L'aripiprazole, commercialisé notamment sous le nom Abilify, est un antipsychotique dit atypique. Son mécanisme est particulier : il n'éteint pas la dopamine, il la module. Et son effet indésirable le plus caractéristique porte un nom que peu de personnes connaissent avant de le vivre : l'akathisie. C'est une agitation motrice, un besoin impérieux de bouger, souvent décrite comme insupportable — et très régulièrement prise pour de l'anxiété, y compris en consultation. Cette confusion n'est pas anodine : elle peut conduire à renforcer précisément ce qui provoque le symptôme. Cette page explique comment faire la différence, et comment la nommer.
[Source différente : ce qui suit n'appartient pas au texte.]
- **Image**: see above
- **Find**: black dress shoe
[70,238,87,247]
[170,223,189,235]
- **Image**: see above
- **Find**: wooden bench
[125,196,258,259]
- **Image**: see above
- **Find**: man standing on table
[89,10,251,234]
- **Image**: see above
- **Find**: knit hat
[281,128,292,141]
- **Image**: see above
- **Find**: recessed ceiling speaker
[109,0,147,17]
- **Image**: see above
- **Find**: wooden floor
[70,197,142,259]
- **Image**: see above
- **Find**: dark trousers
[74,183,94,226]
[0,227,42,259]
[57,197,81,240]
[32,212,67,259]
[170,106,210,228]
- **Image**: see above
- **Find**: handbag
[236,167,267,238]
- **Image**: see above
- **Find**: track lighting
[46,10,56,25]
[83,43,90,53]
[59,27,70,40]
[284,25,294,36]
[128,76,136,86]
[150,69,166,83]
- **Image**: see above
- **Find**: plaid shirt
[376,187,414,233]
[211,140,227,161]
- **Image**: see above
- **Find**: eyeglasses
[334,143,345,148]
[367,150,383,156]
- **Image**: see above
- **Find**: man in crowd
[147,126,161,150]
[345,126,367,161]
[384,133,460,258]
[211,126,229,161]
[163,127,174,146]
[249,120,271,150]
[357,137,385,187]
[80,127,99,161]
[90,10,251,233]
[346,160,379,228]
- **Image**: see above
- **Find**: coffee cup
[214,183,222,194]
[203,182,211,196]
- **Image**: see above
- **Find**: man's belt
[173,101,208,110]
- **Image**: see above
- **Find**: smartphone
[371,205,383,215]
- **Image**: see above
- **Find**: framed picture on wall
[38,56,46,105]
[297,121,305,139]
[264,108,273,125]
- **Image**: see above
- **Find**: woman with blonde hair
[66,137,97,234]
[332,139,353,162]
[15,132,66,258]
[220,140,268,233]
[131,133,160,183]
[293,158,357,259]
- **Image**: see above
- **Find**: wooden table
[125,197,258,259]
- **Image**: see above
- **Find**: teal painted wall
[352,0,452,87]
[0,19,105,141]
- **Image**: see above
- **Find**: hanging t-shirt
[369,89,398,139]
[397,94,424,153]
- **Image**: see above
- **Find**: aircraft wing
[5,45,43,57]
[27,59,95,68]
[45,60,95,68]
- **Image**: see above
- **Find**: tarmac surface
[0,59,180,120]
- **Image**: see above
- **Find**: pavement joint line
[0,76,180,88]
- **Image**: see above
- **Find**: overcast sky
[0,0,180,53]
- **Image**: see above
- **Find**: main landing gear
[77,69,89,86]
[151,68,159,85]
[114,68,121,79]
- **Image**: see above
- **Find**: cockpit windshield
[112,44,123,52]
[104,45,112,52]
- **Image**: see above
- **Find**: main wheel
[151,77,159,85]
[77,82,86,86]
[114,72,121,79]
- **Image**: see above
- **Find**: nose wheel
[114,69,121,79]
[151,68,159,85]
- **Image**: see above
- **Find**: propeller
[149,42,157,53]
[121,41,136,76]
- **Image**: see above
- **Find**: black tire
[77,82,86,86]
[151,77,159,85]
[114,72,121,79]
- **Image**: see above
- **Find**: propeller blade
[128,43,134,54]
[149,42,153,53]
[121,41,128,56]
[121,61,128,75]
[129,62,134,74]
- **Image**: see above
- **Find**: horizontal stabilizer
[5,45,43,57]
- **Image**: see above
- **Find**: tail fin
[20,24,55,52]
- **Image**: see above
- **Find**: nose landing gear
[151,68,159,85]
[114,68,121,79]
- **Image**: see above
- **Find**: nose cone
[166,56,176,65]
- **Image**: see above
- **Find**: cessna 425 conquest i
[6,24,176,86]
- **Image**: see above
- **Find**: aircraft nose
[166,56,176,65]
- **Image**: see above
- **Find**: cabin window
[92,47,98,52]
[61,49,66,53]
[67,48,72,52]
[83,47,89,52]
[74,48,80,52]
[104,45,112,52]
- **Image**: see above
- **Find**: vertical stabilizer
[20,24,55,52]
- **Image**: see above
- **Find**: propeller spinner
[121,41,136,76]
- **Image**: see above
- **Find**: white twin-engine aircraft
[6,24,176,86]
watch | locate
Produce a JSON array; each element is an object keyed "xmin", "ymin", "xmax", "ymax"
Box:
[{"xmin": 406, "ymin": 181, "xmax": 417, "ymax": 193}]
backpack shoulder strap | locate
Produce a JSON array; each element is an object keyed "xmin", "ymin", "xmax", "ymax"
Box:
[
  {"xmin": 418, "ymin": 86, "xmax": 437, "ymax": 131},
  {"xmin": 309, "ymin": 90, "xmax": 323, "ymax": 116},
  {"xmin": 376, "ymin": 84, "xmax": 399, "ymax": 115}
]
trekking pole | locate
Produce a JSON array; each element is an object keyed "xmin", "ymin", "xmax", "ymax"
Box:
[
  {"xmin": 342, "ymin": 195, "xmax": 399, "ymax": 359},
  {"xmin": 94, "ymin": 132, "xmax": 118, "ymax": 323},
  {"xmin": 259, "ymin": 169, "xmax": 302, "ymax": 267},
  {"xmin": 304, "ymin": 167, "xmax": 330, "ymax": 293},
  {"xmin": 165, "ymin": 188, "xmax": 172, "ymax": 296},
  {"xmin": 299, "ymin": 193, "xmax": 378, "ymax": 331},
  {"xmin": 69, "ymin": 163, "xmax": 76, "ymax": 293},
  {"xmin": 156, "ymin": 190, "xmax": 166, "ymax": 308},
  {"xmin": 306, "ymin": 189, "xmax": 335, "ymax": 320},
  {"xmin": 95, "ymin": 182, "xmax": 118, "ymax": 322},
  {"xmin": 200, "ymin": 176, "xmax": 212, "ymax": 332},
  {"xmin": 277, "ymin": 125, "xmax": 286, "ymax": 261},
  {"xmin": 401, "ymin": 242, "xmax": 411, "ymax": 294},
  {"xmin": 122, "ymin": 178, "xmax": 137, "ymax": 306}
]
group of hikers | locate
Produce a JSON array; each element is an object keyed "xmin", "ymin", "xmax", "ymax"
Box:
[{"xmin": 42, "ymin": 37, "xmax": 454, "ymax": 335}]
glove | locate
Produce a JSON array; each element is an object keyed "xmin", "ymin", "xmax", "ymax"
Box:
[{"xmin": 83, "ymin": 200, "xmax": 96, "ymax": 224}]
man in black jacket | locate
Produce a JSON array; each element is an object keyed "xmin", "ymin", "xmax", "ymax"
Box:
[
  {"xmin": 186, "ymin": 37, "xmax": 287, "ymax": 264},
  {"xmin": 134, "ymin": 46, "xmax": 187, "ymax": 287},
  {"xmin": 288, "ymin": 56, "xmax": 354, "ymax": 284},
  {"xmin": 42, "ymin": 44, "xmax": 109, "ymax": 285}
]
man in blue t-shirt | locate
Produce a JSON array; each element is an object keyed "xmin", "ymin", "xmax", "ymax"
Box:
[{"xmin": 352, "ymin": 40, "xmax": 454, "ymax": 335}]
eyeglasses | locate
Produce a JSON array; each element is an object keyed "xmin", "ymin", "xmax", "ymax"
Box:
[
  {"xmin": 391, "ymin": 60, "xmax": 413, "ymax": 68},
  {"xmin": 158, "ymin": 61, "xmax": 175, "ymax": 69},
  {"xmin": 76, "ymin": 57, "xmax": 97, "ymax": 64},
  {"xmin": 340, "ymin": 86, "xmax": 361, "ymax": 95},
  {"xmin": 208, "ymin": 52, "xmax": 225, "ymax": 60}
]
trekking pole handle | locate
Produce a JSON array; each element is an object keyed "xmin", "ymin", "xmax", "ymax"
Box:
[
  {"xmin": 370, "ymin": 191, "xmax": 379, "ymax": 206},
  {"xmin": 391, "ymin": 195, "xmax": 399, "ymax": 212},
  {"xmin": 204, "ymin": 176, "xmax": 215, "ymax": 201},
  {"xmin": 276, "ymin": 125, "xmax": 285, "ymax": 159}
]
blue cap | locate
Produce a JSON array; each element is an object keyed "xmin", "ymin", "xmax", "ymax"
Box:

Statut en France : sur ordonnance — antipsychotique atypique, NON benzodiazépinique Mécanisme : agoniste partiel dopaminergique D2 Point clé : akathisie ≠ anxiété

Dernière révision : 6 août 2026.

Important — à lire. Cette page est informative et ne remplace pas une consultation médicale. L'aripiprazole est un médicament délivré sur ordonnance, prescrit dans des indications précises. Aucune posologie ni aucun schéma de réduction ne figure ici : ces décisions appartiennent au médecin prescripteur. N'arrêtez jamais un antipsychotique de vous-même et ne modifiez jamais les doses sans avis médical — un arrêt non encadré expose au retour des symptômes pour lesquels le traitement avait été mis en place. Si vous pensez présenter une akathisie, l'attitude utile n'est pas d'arrêter seul : c'est de consulter rapidement pour la faire reconnaître.

Ce qu'est l'aripiprazole, et pourquoi son mécanisme est singulier

L'aripiprazole appartient à la famille des antipsychotiques de seconde génération, aussi appelés atypiques. Il se distingue des autres par la manière dont il agit sur la dopamine.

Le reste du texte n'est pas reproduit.